John Leary is a Chicago-based artist who currently works primarily in acrylic in on paper.
“Back in the 1960s,” says Leary, “a researcher named R.A. Butler discovered that monkeys and chimps would perform various work-tasks to get food or to enjoy the visual stimulation of simply looking out a window. When they had eaten enough food, the monkeys stopped doing the work-tasks. But they never tired of looking and would do the work-tasks repeatedly to re-open the window. I don’t think we humans are much different, and I want my painting to feed that primitive desire to see, which we share with our primate cousins.
“Acrylic ink is a fascinating material. It is more intense than watercolors and has a life of its own. It is a spontaneously active material on wet paper. It moves. It dissolves. It coalesces. It forms subtle gradients and crisp edges. It is only partly under my control, so that each piece is a product of both what I want and what it wants. It is great fun, always surprises, and appeals to the monkey in me.”
Leary studied figure and portrait drawing and painting with Bob Horn at Lill Street Art Center in Chicago and with Jason Miklik at the North Shore Art League in Winnekta, where he also studied etching with Jessica Feith. Although for several years he focused on painting portraits in oil, he has more recently begun to explore abstract themes using acrylic media.
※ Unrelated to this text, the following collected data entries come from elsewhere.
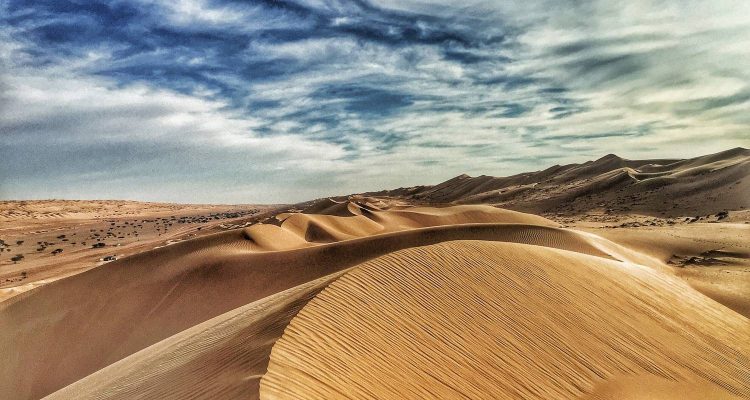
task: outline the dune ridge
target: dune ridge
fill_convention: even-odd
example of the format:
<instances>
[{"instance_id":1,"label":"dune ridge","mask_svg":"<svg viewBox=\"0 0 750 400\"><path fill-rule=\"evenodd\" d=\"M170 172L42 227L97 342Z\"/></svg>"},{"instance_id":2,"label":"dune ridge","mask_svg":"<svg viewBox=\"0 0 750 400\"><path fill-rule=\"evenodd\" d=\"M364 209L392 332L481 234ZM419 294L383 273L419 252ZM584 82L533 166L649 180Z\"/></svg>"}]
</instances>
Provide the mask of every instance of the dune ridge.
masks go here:
<instances>
[{"instance_id":1,"label":"dune ridge","mask_svg":"<svg viewBox=\"0 0 750 400\"><path fill-rule=\"evenodd\" d=\"M660 398L747 398L749 350L747 319L667 274L453 241L368 261L320 292L273 347L260 393L645 398L676 387ZM656 385L617 387L626 379Z\"/></svg>"}]
</instances>

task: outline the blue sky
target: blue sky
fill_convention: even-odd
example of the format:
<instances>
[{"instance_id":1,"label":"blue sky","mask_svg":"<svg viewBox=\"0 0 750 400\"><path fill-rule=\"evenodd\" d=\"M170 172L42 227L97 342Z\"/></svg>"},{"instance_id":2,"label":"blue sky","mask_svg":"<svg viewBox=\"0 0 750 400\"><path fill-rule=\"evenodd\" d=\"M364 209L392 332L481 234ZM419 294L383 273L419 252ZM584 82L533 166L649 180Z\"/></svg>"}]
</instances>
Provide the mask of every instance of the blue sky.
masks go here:
<instances>
[{"instance_id":1,"label":"blue sky","mask_svg":"<svg viewBox=\"0 0 750 400\"><path fill-rule=\"evenodd\" d=\"M750 2L617 3L0 0L0 198L291 202L748 147Z\"/></svg>"}]
</instances>

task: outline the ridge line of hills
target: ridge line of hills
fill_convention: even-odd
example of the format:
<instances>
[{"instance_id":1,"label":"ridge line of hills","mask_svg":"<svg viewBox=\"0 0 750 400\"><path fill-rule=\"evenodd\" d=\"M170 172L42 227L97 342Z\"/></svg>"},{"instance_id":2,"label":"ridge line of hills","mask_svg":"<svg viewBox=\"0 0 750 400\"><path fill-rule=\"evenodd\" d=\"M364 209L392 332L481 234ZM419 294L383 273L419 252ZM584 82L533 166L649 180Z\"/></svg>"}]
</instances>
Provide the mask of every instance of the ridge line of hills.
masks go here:
<instances>
[{"instance_id":1,"label":"ridge line of hills","mask_svg":"<svg viewBox=\"0 0 750 400\"><path fill-rule=\"evenodd\" d=\"M437 185L363 195L430 204L492 204L537 214L676 217L750 208L748 171L750 150L741 147L688 159L628 160L607 154L506 177L462 174Z\"/></svg>"}]
</instances>

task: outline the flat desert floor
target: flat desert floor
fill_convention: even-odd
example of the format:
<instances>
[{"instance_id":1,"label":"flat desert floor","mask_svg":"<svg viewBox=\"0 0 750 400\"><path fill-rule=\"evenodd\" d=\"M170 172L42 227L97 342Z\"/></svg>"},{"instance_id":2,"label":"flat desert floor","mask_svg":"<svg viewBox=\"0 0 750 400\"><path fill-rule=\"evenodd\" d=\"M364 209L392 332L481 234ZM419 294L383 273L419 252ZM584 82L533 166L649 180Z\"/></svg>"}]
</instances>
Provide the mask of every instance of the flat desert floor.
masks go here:
<instances>
[{"instance_id":1,"label":"flat desert floor","mask_svg":"<svg viewBox=\"0 0 750 400\"><path fill-rule=\"evenodd\" d=\"M750 398L750 155L618 160L534 175L616 177L561 204L3 204L0 398Z\"/></svg>"},{"instance_id":2,"label":"flat desert floor","mask_svg":"<svg viewBox=\"0 0 750 400\"><path fill-rule=\"evenodd\" d=\"M272 208L0 201L0 301L110 260L229 229Z\"/></svg>"}]
</instances>

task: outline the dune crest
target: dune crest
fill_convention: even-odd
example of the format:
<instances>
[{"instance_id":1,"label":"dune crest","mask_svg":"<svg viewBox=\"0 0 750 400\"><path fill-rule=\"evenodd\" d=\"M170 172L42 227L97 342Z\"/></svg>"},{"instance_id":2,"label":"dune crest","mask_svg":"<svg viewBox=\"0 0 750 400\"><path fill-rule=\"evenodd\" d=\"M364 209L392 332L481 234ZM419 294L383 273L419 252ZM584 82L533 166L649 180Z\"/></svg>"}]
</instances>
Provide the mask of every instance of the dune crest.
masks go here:
<instances>
[{"instance_id":1,"label":"dune crest","mask_svg":"<svg viewBox=\"0 0 750 400\"><path fill-rule=\"evenodd\" d=\"M260 393L677 399L662 389L679 387L747 398L749 328L643 266L525 244L447 242L366 262L324 289L273 347ZM660 384L618 385L638 376Z\"/></svg>"}]
</instances>

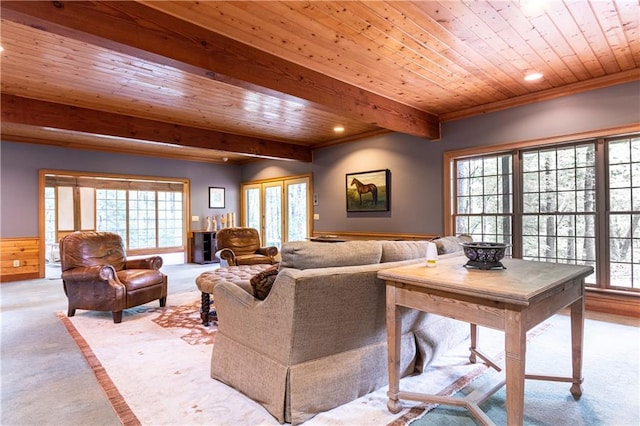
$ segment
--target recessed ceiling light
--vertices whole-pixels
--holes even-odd
[[[524,76],[525,81],[535,81],[540,80],[542,78],[541,72],[530,72],[529,74]]]
[[[344,132],[344,127],[343,126],[336,126],[333,128],[333,131],[336,133],[342,133]]]

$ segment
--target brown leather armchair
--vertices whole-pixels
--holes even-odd
[[[254,228],[223,228],[216,232],[216,256],[229,266],[276,263],[278,247],[262,247]]]
[[[68,316],[76,309],[122,310],[158,299],[167,302],[167,276],[160,256],[127,260],[122,238],[111,232],[73,232],[60,240],[62,283],[69,299]]]

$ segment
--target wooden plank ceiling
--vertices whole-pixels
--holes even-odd
[[[443,121],[640,79],[637,0],[1,8],[5,141],[311,161],[318,147],[389,131],[428,143]]]

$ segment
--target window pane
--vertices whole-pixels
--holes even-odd
[[[609,285],[640,288],[640,139],[607,143],[609,176]]]
[[[114,232],[127,241],[127,191],[96,189],[96,230]]]
[[[129,191],[129,248],[156,247],[156,193]]]
[[[456,233],[511,244],[511,161],[511,155],[492,155],[456,162]]]
[[[158,191],[158,247],[182,245],[182,193]]]
[[[595,259],[594,148],[588,143],[523,153],[523,258],[575,264]]]

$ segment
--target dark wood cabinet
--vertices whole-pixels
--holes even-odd
[[[191,241],[191,253],[194,263],[214,263],[216,258],[216,233],[194,231]]]

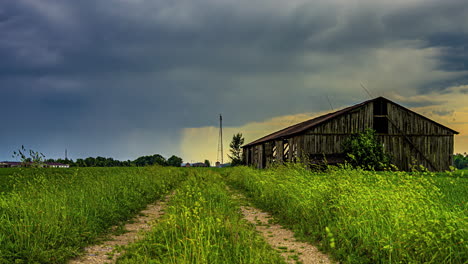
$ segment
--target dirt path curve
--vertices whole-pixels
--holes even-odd
[[[245,200],[241,194],[234,194],[235,199]],[[241,206],[244,218],[255,225],[265,240],[275,249],[280,250],[287,263],[333,263],[329,257],[316,247],[299,242],[294,233],[279,224],[272,223],[272,216],[252,206]]]
[[[125,233],[111,236],[107,241],[99,245],[86,247],[83,256],[72,259],[68,264],[115,263],[117,257],[120,256],[122,252],[117,252],[114,249],[118,246],[128,245],[129,243],[141,239],[143,232],[151,229],[151,223],[164,214],[164,208],[172,195],[173,194],[169,194],[163,199],[148,205],[137,217],[125,224]]]

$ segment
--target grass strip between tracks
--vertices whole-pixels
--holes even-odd
[[[146,237],[126,248],[117,263],[284,263],[255,228],[222,178],[191,170],[166,214]]]

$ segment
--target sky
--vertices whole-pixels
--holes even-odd
[[[466,0],[5,0],[0,160],[225,153],[385,96],[468,152]],[[224,157],[227,160],[227,155]]]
In 2014, he joined a cooperative gallery called Images on the north side of Chicago.
John grew up in Baltimore and received his BA, MA, and PhD in History from the University of Chicago. From 1975 to 2006, he taught history at the Francis W. Parker School in Chicago. Leary has traveled extensively: Kuwait, Oman, Syria, Tunisia, China, India, South Africa, Tanzania, Egypt, Italy, France, Mexico, and Scotland. John and his wife, Jan English Leary, a fiction writer, live in Chicago, where he works in his home studio.